Как-то Голицыну велено было подавать гостям освежающее питье — разные квасы: хлебный с изюмом и хренком, клюквенный, яблочный, грушевый, вишневый. Начинать обнос надлежало с государыни. То ли квасок и впрямь не удался — да ведь не Голицын его готовил, — то ли во рту горчило, но императрица, сделав глоток-другой, сморщилась, плюнула и с силой выплеснула из кружки остаток в лицо Голицыну. Державный жест сочли нужным повторить все придворные, кроме князя Куракина. За свою испытанную преданность он один получил право напиваться на дворцовых приемах, хотя Анна извела древний обычай изобильного винопития; князь на дух не переносил квасу, а горячительные напитки слишком уважал, чтобы ими плескаться.

Да, шутка получилась отменная. Разве не смешно, когда человеку обливают рожу пенистым квасом, но поведение Голицына усугубляло комизм.

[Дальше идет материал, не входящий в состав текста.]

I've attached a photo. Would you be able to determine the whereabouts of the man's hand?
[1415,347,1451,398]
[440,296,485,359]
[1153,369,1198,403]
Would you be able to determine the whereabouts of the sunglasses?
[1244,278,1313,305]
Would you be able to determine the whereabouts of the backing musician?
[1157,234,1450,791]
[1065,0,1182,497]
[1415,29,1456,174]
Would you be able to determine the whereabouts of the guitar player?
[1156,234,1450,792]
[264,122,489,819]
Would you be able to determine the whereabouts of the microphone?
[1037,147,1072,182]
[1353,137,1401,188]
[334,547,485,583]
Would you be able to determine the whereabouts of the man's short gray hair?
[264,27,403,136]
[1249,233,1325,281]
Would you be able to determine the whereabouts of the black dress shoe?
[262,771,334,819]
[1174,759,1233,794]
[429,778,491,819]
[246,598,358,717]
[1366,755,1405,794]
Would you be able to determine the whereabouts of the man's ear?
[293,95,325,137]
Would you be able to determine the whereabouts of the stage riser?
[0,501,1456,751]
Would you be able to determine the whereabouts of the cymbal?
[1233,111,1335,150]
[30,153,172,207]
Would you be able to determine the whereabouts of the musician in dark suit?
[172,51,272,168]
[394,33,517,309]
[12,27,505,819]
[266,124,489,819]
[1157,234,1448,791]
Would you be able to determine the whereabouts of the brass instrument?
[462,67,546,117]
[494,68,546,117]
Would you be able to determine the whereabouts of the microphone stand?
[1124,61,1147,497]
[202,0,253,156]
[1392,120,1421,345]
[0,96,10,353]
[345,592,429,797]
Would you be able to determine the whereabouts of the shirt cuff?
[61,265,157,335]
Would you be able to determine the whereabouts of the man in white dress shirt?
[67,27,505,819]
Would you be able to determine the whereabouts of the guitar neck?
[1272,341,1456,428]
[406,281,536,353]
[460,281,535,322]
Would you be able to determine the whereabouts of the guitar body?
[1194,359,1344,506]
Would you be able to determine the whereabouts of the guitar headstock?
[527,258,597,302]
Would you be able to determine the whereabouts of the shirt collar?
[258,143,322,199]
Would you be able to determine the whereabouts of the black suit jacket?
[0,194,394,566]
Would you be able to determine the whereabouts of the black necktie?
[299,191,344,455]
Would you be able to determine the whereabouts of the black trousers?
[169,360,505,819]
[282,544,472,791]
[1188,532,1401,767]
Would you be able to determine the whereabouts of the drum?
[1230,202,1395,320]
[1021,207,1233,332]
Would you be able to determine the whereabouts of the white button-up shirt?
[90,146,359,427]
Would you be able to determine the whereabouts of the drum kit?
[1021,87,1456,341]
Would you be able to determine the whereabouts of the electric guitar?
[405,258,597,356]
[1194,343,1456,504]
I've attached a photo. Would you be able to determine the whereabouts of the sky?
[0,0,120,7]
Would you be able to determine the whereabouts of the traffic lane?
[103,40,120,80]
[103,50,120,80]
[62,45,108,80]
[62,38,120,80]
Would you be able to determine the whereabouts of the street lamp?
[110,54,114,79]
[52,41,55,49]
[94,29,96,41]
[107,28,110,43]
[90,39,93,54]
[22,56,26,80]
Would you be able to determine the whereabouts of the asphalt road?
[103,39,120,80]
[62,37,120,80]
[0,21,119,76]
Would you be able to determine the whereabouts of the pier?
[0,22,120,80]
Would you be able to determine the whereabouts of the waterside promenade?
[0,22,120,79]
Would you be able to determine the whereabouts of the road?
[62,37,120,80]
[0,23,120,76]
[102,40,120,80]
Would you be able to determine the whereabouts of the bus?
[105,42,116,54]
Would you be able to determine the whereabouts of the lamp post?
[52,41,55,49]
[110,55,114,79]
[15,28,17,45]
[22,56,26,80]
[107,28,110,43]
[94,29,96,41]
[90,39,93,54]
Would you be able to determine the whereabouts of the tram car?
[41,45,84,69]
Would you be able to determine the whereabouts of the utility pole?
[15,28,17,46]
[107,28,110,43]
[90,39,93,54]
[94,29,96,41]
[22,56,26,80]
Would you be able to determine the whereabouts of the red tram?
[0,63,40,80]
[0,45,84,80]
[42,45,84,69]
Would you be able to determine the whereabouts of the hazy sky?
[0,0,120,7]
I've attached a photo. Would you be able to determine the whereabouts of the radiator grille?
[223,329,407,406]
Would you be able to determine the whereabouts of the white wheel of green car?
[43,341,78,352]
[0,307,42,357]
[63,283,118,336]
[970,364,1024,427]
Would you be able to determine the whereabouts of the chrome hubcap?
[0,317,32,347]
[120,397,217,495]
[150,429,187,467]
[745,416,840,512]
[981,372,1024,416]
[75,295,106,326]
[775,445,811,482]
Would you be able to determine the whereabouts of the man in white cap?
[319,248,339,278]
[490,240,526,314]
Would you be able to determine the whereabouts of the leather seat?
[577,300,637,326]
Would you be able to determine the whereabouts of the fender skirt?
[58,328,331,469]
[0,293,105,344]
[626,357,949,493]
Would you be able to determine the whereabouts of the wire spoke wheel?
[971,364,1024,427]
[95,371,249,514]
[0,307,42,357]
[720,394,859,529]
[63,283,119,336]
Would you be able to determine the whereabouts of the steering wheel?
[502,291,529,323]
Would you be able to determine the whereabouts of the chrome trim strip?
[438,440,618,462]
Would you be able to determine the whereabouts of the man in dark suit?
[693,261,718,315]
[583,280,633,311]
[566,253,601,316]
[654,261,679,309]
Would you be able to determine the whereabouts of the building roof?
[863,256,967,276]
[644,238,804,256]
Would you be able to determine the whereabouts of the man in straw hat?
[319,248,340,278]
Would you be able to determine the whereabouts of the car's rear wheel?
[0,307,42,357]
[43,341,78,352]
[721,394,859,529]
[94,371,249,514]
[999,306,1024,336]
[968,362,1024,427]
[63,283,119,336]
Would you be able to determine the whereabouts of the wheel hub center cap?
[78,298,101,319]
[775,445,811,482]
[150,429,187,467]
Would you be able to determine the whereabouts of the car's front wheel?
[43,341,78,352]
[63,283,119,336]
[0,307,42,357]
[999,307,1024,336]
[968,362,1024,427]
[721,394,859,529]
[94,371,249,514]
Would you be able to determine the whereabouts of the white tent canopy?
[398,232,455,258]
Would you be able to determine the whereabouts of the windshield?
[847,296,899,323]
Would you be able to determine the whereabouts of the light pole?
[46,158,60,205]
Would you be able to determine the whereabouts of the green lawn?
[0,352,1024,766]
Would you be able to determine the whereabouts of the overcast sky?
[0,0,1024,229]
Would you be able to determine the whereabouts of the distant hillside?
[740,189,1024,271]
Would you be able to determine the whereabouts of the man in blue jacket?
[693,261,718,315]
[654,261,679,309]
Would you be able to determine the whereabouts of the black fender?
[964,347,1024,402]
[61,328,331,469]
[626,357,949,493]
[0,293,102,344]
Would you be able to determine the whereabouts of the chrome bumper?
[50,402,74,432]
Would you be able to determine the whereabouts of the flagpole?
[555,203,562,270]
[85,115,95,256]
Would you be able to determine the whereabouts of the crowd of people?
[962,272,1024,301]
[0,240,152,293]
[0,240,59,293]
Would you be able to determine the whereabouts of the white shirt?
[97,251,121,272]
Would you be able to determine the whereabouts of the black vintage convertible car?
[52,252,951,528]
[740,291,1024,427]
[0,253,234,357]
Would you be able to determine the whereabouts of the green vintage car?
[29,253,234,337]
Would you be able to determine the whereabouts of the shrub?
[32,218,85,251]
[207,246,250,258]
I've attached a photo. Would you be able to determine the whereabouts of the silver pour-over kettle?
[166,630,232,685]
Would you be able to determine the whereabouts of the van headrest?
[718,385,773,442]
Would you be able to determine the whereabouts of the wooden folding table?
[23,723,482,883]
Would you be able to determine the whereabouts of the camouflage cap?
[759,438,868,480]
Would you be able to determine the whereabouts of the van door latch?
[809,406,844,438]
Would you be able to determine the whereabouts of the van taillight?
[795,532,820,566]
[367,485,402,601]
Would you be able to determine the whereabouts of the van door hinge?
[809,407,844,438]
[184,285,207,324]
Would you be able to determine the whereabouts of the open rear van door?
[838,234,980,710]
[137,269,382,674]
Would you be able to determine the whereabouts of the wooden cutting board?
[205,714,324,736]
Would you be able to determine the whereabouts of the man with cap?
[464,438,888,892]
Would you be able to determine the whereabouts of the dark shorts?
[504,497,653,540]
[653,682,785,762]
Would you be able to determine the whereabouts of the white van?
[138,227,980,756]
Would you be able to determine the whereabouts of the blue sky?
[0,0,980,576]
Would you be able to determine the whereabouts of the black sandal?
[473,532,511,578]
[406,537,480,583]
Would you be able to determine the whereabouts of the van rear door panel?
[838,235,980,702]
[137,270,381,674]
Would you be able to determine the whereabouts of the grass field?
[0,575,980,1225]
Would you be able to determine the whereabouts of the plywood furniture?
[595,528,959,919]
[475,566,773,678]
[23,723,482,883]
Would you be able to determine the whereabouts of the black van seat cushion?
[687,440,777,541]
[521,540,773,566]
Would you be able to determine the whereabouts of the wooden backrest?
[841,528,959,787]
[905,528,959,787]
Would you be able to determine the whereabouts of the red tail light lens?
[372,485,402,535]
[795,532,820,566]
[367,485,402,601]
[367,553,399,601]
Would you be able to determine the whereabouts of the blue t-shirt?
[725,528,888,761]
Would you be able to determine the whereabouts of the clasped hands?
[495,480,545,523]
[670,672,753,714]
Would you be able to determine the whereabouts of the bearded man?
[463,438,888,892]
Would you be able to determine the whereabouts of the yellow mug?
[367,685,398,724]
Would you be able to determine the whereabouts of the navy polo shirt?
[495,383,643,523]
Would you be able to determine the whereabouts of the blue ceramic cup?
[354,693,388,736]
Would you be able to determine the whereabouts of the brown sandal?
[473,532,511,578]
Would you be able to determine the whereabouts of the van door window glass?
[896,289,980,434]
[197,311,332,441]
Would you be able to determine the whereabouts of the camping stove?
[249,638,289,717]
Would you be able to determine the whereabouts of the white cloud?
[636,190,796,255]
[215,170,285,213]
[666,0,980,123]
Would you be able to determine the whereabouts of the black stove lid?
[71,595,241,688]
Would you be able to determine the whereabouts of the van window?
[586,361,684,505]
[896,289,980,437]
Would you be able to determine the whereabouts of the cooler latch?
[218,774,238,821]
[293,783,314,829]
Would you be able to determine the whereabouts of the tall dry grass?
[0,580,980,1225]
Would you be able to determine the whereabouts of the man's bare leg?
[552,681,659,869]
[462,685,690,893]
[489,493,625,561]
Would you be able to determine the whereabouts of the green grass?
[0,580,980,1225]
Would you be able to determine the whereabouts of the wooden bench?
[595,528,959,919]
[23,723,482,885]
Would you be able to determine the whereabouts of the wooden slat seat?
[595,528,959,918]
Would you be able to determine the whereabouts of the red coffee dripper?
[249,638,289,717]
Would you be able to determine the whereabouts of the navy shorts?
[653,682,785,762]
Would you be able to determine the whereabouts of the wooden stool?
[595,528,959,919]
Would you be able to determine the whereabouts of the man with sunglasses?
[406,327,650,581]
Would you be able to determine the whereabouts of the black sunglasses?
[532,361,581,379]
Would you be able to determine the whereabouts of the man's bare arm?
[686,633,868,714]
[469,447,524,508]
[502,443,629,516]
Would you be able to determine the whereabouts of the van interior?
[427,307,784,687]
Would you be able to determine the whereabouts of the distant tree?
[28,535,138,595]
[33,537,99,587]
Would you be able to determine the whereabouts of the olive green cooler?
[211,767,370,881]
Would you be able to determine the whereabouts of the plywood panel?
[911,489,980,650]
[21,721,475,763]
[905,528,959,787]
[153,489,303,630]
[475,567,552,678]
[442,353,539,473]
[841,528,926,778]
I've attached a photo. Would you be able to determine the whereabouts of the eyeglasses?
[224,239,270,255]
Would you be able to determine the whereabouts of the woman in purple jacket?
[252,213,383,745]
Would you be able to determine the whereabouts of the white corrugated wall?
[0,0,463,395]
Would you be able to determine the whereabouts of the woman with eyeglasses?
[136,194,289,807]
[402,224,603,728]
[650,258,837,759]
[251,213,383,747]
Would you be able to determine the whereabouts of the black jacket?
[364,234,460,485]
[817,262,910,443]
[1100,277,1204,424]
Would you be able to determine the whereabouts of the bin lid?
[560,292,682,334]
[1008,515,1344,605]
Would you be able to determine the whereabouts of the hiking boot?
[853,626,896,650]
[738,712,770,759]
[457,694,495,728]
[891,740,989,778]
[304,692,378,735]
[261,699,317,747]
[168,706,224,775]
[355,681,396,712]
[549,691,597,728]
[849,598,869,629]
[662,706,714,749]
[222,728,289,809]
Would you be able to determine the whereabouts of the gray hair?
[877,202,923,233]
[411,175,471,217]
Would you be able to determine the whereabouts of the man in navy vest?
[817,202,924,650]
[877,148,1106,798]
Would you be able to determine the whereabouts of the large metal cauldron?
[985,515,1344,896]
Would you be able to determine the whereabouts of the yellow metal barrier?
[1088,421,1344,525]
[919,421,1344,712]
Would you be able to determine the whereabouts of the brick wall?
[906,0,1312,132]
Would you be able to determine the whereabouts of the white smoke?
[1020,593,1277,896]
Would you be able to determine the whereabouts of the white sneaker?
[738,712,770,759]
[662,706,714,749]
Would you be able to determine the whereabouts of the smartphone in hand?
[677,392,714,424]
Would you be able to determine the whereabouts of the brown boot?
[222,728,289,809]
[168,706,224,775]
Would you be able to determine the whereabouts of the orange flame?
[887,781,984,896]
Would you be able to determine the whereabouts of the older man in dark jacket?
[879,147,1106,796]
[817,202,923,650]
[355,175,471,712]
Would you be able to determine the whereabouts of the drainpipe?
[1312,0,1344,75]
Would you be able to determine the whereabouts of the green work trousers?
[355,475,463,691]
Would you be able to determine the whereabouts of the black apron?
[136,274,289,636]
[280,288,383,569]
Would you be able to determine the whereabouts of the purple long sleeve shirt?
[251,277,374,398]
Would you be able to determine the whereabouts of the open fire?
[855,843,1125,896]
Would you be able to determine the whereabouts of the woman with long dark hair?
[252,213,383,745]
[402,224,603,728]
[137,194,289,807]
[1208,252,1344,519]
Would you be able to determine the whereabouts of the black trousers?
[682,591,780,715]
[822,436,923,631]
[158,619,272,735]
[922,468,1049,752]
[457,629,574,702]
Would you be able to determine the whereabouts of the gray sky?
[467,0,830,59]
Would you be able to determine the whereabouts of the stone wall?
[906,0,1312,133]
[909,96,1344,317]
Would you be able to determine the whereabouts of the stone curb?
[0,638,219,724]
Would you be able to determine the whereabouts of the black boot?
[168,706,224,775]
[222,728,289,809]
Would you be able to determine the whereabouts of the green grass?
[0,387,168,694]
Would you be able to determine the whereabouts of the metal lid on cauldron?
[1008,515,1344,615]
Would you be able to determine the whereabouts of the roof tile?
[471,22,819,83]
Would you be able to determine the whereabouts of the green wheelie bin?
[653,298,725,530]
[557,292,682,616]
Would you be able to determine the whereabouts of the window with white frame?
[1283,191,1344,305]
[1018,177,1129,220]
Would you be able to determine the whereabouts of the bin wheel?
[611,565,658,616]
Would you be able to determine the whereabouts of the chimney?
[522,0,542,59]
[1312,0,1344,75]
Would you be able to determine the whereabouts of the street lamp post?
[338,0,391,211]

Уже зная, что остаток кваса непременно угодит ему в глаза, он не пытался ни увернуться, ни прикрыться рукой, ни хотя бы прорваться досадой, гневом, жалобой. Нет, он всякий раз наивно удивлялся коричневой или другой окраски жиже, стекающей с подбородка на камзол. Он тер лицо ладонями, разглядывал их удивленно, обтирал о панталоны и шел за новой кружкой кваса, что-то бормоча и задумчиво покусывая губы. Голицын словно решал какую-то непосильную задачу и тратил на это все душевные силы, не оставляя ничего для обиды, гнева, возмущения или молчаливого призыва к состраданию. Нет, он всегда оставался серьезен, задумчив и покорен. Какой-то стержень сломался в Голицыне, в нем не осталось воли ни к сопротивлению, ни к самозащите. Он безропотно принимал все, что над ним творили, и только хотел постигнуть омраченным рассудком, что же такое случилось, почему все так переменилось в его жизни, куда девались те, с кем ему было хорошо, и откуда пришло столько вражды и зла. Ответ ускользал, и он сердился на себя за недогадливость.